Near the end of the Seventies, Witt discontinued his research. In 1984 J. A. Nathanson re-examined Witt’s data, but only in relation to the effects of caffeine.
In 1995 Witt saw his study come back to life when NASA successfully repeated it, with the help of statistic analysis software: the research showed that spiders could be used to test the toxicity of various chemicals instead of mice, a procedure that could save time and money.

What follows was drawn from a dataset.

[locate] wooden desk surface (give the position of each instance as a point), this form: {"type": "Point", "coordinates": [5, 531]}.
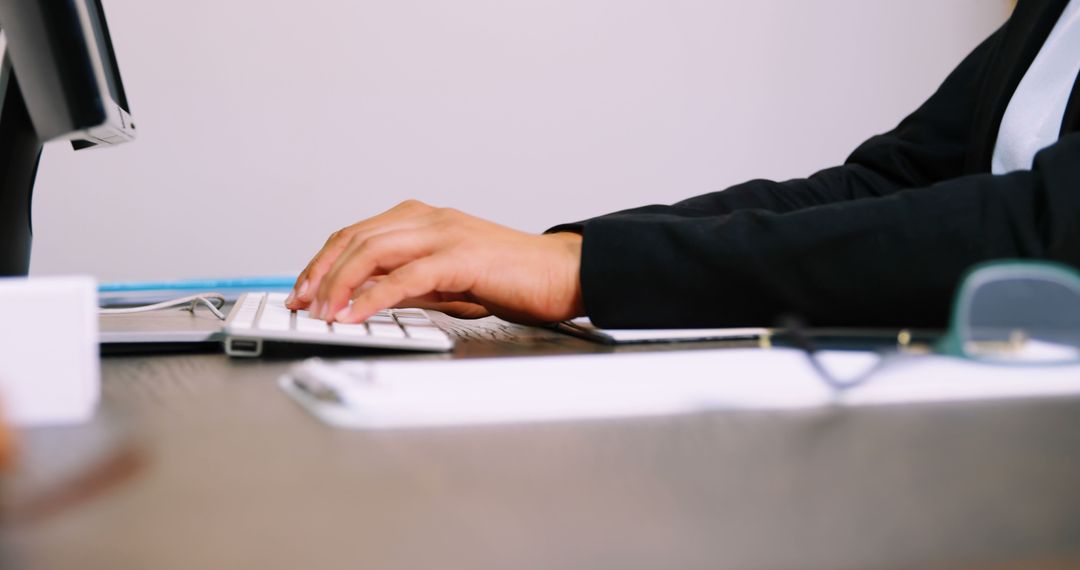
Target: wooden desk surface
{"type": "Point", "coordinates": [239, 476]}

Anyway, there is not much to worry regarding the fate of these invertebrates.
Spiders are among the very few animals who survived the biggest mass extinction that ever took place, and they are able to resist to atmospheric conditions which would be intolerable to the majority of insects. Real rulers of the world since millions of years, they will still be here a long time — even after our species has run its course.